Wilson's a big fan too of course, and describes his role as a dream gig. "It's really cool, Daniel's given me the gift of being kind of a musical director, and when things work great, it's just so awesome, I'll get smiles from both of them. They give me total freedom, I don't copy what's on the record, Daniel wants the right feel. And before I met Emmylou, I didn't realized how great a rhythm guitar player she is. I always feel like she's the real deal." Plus, Harris and Lanois have no ego when it comes to the musicians. Wilson gets full billing on all the posters and ads for the concerts, as does drummer Steven Nistor.

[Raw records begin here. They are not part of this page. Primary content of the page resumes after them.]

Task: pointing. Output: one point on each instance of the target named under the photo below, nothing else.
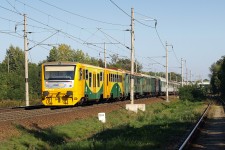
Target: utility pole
(182, 80)
(7, 52)
(104, 55)
(167, 84)
(190, 77)
(132, 58)
(105, 64)
(167, 94)
(26, 62)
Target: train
(74, 83)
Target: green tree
(217, 76)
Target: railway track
(209, 132)
(19, 113)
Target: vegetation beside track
(159, 127)
(17, 103)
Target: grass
(157, 128)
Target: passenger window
(80, 71)
(90, 79)
(86, 74)
(98, 81)
(101, 76)
(107, 79)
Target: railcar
(71, 83)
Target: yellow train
(70, 83)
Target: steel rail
(194, 129)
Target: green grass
(16, 103)
(156, 128)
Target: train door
(106, 90)
(94, 84)
(126, 85)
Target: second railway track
(208, 133)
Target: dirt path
(212, 136)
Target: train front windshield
(59, 72)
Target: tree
(217, 75)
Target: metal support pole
(105, 54)
(182, 80)
(167, 85)
(132, 58)
(26, 63)
(190, 77)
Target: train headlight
(69, 93)
(45, 93)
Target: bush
(191, 93)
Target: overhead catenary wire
(13, 7)
(84, 17)
(81, 41)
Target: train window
(90, 79)
(94, 80)
(107, 79)
(81, 73)
(86, 74)
(98, 80)
(101, 76)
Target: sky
(195, 29)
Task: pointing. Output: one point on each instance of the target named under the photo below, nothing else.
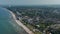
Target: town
(39, 20)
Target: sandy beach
(21, 24)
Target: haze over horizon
(29, 2)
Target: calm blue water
(7, 23)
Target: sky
(29, 2)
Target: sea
(7, 23)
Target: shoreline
(21, 24)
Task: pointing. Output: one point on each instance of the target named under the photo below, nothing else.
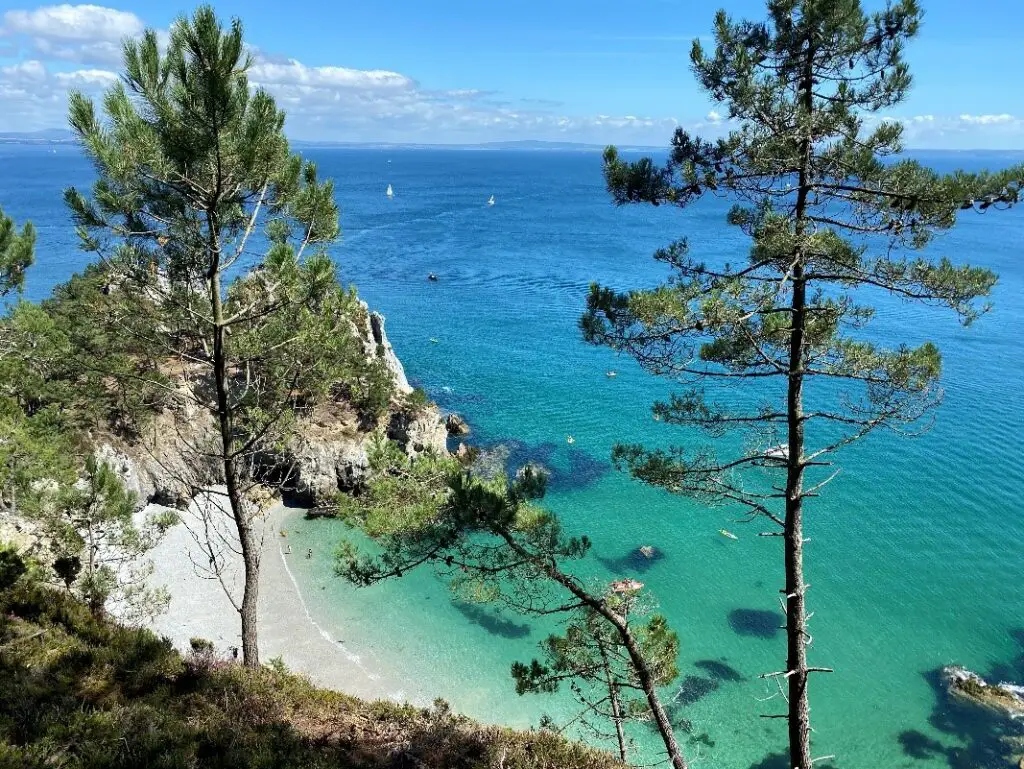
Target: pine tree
(99, 546)
(590, 656)
(495, 544)
(821, 189)
(192, 163)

"That first happened in Nashville," says Wilson about the billing. I got there, and there were posters everywhere, with my name on it. It's really nice that she gives us all this opportunity. It's so cool, and such a great opportunity. It's in all the newspapers here in L.A.., I'm getting all these texts and congratulations, I'm really honoured. My dad's thrilled, because he's a big country fan. Every time I hear Emmylou say my name, 'good morning Jim,' it's such a thrill. She's so nice, she had us over to dinner at her house, just sitting around, I got to see her pictures of Gram Parsons, so amazing."
Wilson's name is getting around these days. The former record store clerk got a big break when he handed a disc of his band Mother Superior to customer Henry Rollins. He loved it, bringing them in eventually as the new players in Rollins Band, plus using Mother Superior as an opening act. "We gained a European audience," says Wilson, "a big fan base in Spain, and then Lanois saw the group play at LA's Troubadour, came back stage and said hi, and he really felt it. I talked to him at the parking lot after, he was on his motorcycle, and we said to stay in touch. A couple of weeks later we were invited to his house. For awhile we doing both, playing with Daniel and Henry, and finally Henry just felt like he'd had enough."

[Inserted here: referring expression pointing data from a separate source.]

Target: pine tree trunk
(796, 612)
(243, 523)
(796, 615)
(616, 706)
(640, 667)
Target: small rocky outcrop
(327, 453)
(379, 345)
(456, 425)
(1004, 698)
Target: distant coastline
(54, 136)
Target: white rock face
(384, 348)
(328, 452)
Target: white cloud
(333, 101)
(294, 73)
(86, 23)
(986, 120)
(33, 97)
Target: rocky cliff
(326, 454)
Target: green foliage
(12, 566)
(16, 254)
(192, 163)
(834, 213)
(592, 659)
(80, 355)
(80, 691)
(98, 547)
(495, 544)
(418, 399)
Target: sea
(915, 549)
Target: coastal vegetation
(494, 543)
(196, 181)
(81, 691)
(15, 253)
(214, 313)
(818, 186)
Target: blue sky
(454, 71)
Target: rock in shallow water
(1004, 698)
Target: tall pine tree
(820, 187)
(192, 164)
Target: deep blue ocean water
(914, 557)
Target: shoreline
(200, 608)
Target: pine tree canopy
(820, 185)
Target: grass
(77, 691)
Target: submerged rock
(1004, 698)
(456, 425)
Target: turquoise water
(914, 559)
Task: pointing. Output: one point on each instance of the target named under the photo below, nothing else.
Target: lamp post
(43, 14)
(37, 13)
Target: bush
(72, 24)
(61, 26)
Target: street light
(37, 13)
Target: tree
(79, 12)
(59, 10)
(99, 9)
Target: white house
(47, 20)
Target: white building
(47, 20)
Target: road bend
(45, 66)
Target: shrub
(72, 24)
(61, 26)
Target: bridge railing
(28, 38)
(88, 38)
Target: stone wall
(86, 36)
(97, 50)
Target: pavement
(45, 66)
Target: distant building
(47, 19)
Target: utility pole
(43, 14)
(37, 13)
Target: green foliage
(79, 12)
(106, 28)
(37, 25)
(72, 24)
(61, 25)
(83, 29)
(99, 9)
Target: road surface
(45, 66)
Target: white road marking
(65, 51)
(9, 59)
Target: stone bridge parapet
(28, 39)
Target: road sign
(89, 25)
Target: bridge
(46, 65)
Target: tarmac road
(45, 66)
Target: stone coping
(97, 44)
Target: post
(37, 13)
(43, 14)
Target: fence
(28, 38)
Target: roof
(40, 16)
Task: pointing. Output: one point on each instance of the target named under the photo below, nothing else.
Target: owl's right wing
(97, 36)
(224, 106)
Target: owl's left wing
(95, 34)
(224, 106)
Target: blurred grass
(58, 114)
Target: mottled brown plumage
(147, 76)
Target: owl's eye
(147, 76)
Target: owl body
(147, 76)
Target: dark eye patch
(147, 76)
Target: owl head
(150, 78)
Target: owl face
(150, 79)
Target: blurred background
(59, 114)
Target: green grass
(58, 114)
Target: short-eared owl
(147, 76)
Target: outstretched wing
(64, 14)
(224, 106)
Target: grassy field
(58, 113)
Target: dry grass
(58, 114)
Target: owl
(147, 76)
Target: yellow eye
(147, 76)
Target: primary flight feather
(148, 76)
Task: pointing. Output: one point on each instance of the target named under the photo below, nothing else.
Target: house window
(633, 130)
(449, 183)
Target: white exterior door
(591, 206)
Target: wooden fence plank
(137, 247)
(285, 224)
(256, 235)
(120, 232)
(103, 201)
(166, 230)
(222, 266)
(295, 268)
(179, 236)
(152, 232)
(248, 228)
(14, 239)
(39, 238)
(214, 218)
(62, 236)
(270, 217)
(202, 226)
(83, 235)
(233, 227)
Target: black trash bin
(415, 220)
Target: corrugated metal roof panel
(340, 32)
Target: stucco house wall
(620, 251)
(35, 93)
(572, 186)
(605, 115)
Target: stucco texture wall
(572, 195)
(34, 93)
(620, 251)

Since then Wilson's made his own solo album, and been on-call for whatever Lanois has going. He's toured with the classic band Sparks, and does production work as well, his latest project the new album coming out soon for Pearl Aday, daughter of one Meatloaf (Marvin Lee Aday). He also has his beloved on-line vinyl radio show, Deep Nuggets once a week. But another major development just happened, and it's a blast from the past. It seems Mother Superior still has lots of famous fans, including Scott Ian, the singer for Anthrax. For his birthday, Superior freak Ian asked Wilson to come and play in an ad-hoc band featuring friends Joey Vera from Armored Saint and drummer John Tempesta of The Cult, all huge Mother Superior fans. It turned out such a blast, they've been given a record deal from Metal Blade to bring back Mother Superior.
But for the next month, he's riding the Wrecking Ball, and paying tribute to an album he loves. "It's going to be fun taking it around the world," Wilson says. The re-issue of Wrecking Ball is out Tuesday, April 8 on Nonesuch Records.